Utamaro KITAGAWA, 11e planche de la série L’étreinte de Komachi, détail, 1802

Plusieurs amateurs occidentaux s’y intéresseront, notamment Edmond de GONCOURT qui écrit dans ses mémoires : « J’ai acheté l’autre jour des albums d’obscénités japonaises. Cela me réjouit, m’amuse, m’enchante l’œil. Je regarde cela en dehors de l’obscénité qui y est et qui semble ne pas y être et que je ne vois pas, tant elle disparait sous la fantaisie ».

Soucieux de la morale confucéenne, le gouvernement japonais tentera parfois de limiter la diffusion de ces oeuvres, mais sans grand effet auprès du grand public qui continue de les apprécier et d’en acquérir. Le grand nombre d’estampes érotiques qui nous sont parvenues prouve une complaisance certaine sur le sujet, la censure se révélant plus stricte vis-à-vis des planches remettant en cause l’ordre social.

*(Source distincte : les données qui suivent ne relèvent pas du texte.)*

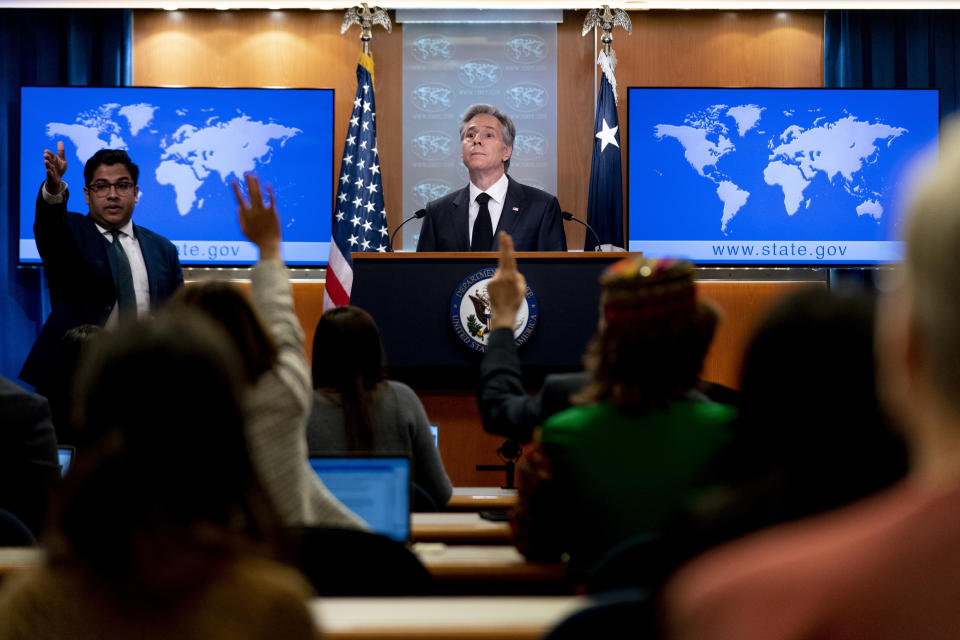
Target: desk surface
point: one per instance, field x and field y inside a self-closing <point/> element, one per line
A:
<point x="479" y="498"/>
<point x="459" y="618"/>
<point x="458" y="527"/>
<point x="486" y="562"/>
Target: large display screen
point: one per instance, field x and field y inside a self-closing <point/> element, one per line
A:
<point x="189" y="144"/>
<point x="773" y="176"/>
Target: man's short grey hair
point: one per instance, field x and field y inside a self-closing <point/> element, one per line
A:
<point x="506" y="124"/>
<point x="932" y="264"/>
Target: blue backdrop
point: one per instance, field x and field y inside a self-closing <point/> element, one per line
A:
<point x="83" y="47"/>
<point x="894" y="49"/>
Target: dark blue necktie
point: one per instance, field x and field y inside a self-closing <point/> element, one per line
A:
<point x="126" y="296"/>
<point x="482" y="237"/>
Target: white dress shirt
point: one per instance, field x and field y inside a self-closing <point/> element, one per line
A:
<point x="138" y="268"/>
<point x="497" y="193"/>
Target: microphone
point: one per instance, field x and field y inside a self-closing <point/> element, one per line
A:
<point x="419" y="214"/>
<point x="569" y="216"/>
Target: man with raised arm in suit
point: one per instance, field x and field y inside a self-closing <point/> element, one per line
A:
<point x="102" y="268"/>
<point x="469" y="219"/>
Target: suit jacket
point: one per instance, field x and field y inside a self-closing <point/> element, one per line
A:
<point x="532" y="218"/>
<point x="505" y="406"/>
<point x="80" y="274"/>
<point x="29" y="465"/>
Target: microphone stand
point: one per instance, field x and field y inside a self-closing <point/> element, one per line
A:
<point x="416" y="216"/>
<point x="569" y="216"/>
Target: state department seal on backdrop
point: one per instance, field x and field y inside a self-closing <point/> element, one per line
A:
<point x="470" y="312"/>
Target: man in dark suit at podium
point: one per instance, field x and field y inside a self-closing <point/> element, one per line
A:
<point x="468" y="219"/>
<point x="102" y="268"/>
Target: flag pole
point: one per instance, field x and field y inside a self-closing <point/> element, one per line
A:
<point x="359" y="217"/>
<point x="605" y="197"/>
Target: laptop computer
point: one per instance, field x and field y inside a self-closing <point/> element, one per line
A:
<point x="65" y="454"/>
<point x="375" y="487"/>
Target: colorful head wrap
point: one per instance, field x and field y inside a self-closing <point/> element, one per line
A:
<point x="638" y="288"/>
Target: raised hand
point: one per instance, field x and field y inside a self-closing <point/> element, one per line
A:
<point x="56" y="166"/>
<point x="507" y="288"/>
<point x="259" y="222"/>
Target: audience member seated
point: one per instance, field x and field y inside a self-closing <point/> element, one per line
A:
<point x="29" y="466"/>
<point x="74" y="344"/>
<point x="505" y="406"/>
<point x="811" y="434"/>
<point x="625" y="460"/>
<point x="355" y="410"/>
<point x="886" y="566"/>
<point x="269" y="338"/>
<point x="162" y="530"/>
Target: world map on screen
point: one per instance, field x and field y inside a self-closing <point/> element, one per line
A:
<point x="190" y="144"/>
<point x="800" y="147"/>
<point x="185" y="150"/>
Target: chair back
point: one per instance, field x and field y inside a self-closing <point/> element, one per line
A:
<point x="348" y="562"/>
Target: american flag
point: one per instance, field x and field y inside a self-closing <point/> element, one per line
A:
<point x="359" y="219"/>
<point x="605" y="201"/>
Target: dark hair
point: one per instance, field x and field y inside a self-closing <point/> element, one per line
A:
<point x="231" y="308"/>
<point x="109" y="157"/>
<point x="165" y="489"/>
<point x="507" y="128"/>
<point x="348" y="360"/>
<point x="649" y="348"/>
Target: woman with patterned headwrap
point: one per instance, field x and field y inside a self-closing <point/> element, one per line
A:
<point x="630" y="455"/>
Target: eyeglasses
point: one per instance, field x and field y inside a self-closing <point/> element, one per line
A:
<point x="102" y="189"/>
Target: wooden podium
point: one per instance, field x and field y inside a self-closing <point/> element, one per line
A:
<point x="410" y="296"/>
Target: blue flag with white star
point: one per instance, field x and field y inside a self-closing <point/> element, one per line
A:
<point x="605" y="200"/>
<point x="359" y="217"/>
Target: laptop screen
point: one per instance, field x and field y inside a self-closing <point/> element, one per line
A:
<point x="65" y="454"/>
<point x="377" y="489"/>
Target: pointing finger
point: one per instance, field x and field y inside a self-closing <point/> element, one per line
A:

Ce n’est qu’à la fin du 19e siècle que la commercialisation des shunga est interdite pour de bon afin de s’aligner avec la morale occidentale. Beaucoup de collectionneurs n’osent pas dévoiler celles qu’ils dissimulent chez eux. Aujourd’hui encore, elles sont souvent perçues avec gêne et rarement abordées dans les grandes expositions traitant de l’art des estampes japonaises. Une gêne bien loin de la culture des plaisirs et des divertissements de l’époque Edo.

Shun’ei KATSUKAWA, Série des Jeux d’enfants, Le dixième mois, date inconnue

À travers les personnages et les sujets traités par l’ukiyo-e, c’est donc toute la culture du peuple de l’époque Edo qui se dévoile au regard contemporain. Une culture pleine de vie, de rire, de plaisirs et d’attrait pour le spectaculaire, bien loin de l’image zen et dépouillée souvent associée à la culture japonaise traditionnelle. Certaines catégories d’estampes restent méconnues du grand public et peu abordées car jugées trop secondaires ou inconvenantes, ou parce qu’il n’en reste que trop peu d’exemplaires. De nombreuses études mériteraient d’être réalisées sur le sujet pour davantage faire connaître la richesse de cet art qui fascine tant.